Former Trump speechwriter Stephen Miller pans President Biden's speechwriters, draws fire from us.

There’s an unwritten tradition that the previous president doesn’t criticize the sitting president. 

There’s an unnecessary tradition that the previous president’s speechwriters don’t critique the sitting president’s scribes. Unnecessary, because it always went without saying.

Until Stephen Miller went on Fox Business last week and panned President Biden’s address to the nation on the anniversary of the COVID shutdown. The chief Trump speechwriter called out Biden’s speechwriters specifically.

“It was so gloomy. It didn’t inspire or uplift at all…. They are deliberately setting extraordinarily low on ambitious, uninspiring goals on the theory that they can exceed these incredibly dismal [projections].”

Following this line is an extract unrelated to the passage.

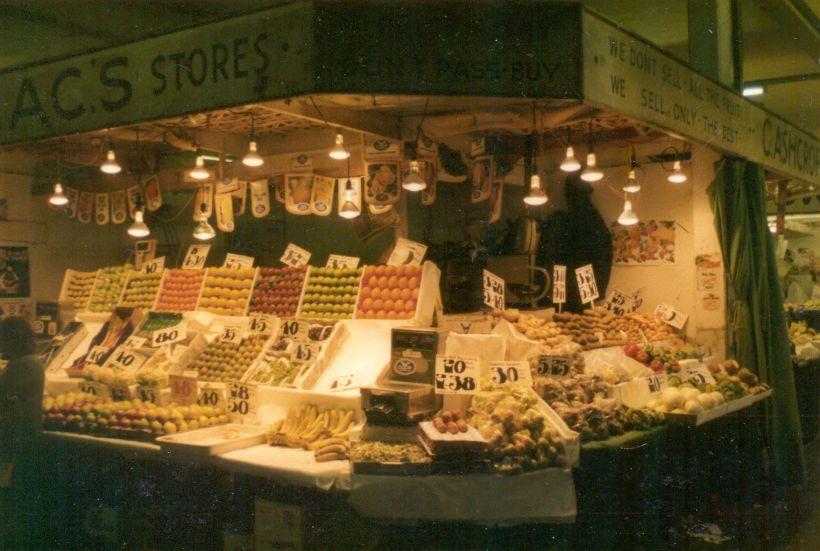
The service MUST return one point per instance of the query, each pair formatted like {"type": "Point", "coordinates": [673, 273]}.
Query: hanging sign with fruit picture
{"type": "Point", "coordinates": [321, 200]}
{"type": "Point", "coordinates": [260, 198]}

Miller went on to say that Biden’s stated goal of safe gatherings for Independence Day may be one of the “least insipring calls-to-action in human history. … If we stay closed, if we suffer, if we struggle, if we sacrifice, if we hurt, then maybe, just maybe, Larry, on July 4, you can have dinner with your own family in your own backyard. I couldn’t believe it.”

Well gee, after four years of living in Miller’s rhetorical village of American Carnage (pop 322 million), a nice July 4 picnic sounds pretty hopeful to me.

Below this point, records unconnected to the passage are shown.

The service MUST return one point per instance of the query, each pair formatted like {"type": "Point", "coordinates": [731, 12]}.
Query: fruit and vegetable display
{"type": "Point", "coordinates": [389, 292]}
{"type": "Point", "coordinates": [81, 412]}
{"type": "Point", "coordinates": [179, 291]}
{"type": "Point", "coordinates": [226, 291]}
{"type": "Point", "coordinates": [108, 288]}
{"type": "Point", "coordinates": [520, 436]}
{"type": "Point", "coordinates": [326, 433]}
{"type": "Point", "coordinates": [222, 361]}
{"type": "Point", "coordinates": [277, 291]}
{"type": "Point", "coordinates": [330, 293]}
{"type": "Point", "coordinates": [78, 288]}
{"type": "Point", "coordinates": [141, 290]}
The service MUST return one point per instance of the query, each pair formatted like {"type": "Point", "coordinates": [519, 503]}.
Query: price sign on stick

But safe summertime grilling wasn’t good enough for Miller, who said, “News flash to the Biden administration, people have been doing that throughout the pandemic with their family members. John F. Kennedy said let’s put a man on the moon. Donald Trump said let’s put a man on Mars. Joe Biden said let’s see if you can eat BBQ ribs with your own relatives and loved ones July 4.”

What kind of post-COVID presidential moonshot would have satisfied Miller? Guilt-free gang bangs, by Easter? Napoleon said a leader is a dealer in hope, not a dealer in dope.

Miller also said he detected an undertone in Biden’s speech that threatened further lockdowns.

The speechwriters clearly thought it would be an effective cudgel to threaten people with an “or else.” That’s not how you inspire people… It’s not the American rhetorical tradition. People respond to positive energy, to optimism, to painting a picture of what can be achieved in the best of circumstances.

The young man must have been too busy in the White House to read Erik Larson’s book about Winston Churchill as the rest of us did last spring, to contemplate how the British people responded to the bracing rhetoric of American leadership communication hero Winston Churchill. “If this long island story of ours is to end at last,” Churchill said in a radio address in 1940, “let it end only when each one of us lies choking in his own blood upon the ground.”

Suddenly, a cold can of White Claw doesn’t sound so bad!

How about this, Stephen Miller: 

Morally conscientious speechwriters won’t tell you how to rhetorically race-bait, obfuscate, prevaricate, bomb-throw, fear-monger or poison the well.

And you don’t tell those speechwriters how to write comforting, rhetorically responsible speeches during hard times.

And finally: Stephen Miller, if you want to learn how to be a better human being and a more helpful communicator, you’re still young, there’s still time and people have made dramatic conversions before.